Contra a instalação dos empreendimentos no Cuiabá, o deputado Wilson Santos (PSD) propôs a Lei nº 11.865/2022 do Estado do Mato Grosso, que possui o seguinte teor: Art. 1º Fica proibida a construção de Usinas Hidrelétricas - UHEs e Pequenas Centrais Hidrelétricas - PCHs, em toda a extensão do Rio Cuiabá. Art. 2º Esta Lei entra em vigor na data de sua publicação.
A norma chegou a ser vetada pelo governador Mauro Mendes (União), todavia, por 20 votos favoráveis e três pela manutenção, os deputados da Assembleia Legislativa de Mato Grosso derrubaram o veto e promulgaram a lei em agosto de 2022.

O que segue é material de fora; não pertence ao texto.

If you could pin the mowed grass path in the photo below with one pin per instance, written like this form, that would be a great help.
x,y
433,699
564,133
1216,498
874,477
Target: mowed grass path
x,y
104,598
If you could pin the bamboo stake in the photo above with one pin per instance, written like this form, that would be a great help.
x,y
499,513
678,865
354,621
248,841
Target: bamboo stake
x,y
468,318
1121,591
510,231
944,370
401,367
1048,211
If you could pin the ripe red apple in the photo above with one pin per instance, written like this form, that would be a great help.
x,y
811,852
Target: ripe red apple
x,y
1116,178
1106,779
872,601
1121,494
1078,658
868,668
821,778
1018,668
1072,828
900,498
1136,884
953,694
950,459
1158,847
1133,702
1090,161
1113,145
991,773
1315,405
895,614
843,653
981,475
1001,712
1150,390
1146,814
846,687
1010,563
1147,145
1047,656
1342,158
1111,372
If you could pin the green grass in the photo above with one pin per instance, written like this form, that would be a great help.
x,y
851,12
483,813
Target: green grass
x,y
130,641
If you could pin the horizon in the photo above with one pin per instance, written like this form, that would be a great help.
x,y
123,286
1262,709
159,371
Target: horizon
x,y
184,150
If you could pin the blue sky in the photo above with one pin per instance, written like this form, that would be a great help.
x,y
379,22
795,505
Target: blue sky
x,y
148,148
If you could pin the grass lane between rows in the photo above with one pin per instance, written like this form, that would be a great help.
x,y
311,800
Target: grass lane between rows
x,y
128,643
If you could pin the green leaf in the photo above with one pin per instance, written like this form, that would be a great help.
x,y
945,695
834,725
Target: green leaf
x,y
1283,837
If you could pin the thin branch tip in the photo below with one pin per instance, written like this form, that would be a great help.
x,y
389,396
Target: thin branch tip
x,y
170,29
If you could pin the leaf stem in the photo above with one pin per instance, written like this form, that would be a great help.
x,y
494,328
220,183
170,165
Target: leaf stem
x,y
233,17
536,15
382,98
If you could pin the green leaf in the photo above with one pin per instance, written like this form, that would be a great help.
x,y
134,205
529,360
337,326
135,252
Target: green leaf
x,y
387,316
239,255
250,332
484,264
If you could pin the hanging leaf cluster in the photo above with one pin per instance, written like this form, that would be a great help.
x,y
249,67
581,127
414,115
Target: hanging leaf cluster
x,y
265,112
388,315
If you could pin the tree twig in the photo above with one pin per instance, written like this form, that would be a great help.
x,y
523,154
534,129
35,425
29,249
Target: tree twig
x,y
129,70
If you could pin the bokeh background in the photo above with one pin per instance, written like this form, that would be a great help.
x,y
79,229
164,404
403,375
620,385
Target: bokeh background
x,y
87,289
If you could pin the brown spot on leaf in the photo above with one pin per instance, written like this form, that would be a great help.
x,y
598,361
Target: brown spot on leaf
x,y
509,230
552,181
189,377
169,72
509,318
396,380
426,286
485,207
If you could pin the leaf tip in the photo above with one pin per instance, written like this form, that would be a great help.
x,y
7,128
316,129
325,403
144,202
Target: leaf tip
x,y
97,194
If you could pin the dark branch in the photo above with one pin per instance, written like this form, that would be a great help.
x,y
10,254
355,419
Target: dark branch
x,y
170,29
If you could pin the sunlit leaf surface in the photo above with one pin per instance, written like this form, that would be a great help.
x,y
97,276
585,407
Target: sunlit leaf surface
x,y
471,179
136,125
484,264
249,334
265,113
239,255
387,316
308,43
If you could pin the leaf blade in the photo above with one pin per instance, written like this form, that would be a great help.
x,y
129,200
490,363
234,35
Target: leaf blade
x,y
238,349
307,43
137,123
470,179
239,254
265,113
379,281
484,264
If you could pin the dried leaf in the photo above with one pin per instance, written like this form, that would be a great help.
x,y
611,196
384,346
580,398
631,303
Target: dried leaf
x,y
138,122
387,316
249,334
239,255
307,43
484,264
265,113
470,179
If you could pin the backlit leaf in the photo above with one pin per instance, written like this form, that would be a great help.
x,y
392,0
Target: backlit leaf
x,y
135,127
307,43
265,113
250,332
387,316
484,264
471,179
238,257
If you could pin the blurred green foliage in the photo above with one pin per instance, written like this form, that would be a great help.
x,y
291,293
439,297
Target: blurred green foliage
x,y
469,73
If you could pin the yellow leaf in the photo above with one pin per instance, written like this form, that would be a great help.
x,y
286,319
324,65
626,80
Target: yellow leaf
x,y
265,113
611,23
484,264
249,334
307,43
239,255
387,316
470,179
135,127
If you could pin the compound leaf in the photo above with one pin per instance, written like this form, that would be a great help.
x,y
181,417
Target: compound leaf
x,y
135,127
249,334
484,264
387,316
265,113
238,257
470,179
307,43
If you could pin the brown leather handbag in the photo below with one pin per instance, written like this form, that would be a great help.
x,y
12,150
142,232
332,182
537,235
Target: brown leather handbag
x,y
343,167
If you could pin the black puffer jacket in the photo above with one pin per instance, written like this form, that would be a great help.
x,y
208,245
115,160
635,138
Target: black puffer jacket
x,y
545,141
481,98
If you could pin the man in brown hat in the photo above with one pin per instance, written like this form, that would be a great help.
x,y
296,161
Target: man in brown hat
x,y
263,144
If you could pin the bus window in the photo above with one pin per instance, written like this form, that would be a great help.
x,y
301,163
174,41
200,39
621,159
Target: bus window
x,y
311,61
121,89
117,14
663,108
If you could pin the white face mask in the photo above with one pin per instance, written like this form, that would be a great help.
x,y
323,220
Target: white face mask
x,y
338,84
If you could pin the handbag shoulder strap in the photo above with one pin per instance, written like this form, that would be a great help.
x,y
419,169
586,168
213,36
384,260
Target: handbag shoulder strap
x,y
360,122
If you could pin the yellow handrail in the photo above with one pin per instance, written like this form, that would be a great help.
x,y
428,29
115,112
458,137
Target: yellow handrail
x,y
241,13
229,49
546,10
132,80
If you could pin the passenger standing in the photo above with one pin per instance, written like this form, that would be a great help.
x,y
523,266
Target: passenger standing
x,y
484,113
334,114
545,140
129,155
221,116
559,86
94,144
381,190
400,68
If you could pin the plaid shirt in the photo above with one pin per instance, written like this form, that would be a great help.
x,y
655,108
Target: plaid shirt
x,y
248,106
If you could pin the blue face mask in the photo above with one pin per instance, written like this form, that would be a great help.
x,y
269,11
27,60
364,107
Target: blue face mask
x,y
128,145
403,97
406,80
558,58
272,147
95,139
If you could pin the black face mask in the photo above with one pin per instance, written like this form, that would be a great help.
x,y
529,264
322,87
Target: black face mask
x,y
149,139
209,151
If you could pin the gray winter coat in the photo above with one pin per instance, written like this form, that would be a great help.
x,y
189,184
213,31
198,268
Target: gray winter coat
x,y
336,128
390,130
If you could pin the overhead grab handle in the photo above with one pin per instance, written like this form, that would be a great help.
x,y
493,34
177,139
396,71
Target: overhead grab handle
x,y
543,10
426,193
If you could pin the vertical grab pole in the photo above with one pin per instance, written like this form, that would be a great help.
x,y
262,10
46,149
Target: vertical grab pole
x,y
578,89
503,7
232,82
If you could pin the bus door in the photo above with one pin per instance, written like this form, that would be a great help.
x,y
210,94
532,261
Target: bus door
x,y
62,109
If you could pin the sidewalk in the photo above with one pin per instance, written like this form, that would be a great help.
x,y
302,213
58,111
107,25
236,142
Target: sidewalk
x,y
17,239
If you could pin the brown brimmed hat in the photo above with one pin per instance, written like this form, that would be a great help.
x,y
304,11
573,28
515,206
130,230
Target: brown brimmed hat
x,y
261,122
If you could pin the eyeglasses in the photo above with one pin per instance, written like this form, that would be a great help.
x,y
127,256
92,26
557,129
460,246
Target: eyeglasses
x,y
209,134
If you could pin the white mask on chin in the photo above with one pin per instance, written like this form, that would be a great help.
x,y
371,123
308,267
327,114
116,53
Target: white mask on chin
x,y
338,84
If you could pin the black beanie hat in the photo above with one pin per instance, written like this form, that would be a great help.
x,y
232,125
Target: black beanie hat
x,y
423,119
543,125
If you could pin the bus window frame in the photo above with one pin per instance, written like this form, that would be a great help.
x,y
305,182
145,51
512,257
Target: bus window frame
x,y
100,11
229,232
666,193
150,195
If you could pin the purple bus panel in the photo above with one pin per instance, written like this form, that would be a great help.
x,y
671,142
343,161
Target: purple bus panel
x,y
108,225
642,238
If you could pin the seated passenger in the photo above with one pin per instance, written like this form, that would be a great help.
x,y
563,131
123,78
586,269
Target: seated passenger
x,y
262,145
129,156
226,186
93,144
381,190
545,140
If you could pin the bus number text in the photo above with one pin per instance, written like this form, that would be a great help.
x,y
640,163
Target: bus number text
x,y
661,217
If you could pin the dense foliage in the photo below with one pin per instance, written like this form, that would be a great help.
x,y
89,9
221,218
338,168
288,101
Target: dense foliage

Acontece que em novembro do ano passado, a Associação Brasileira de Geração de Energia Limpa (Abragel) propôs Ação Direta de Inconstitucionalidade (ADI) para sustas os efeitos da lei, sob alegação de que ao proibir a construção de PCHs e UHEs, além usurpar a competência privativa da União para legislar sobre água e energia, ainda afrontou previsões constitucionais relativas à competência da União para explorar os bens de seu domínio.
No dia 25 de abril de 2023, já com o andamento da ADI no Supremo, o ministro Edson Fachin, relator do processo, deferiu um pedido para que seis entidades ambientais entrassem no caso como assistentes de acusação.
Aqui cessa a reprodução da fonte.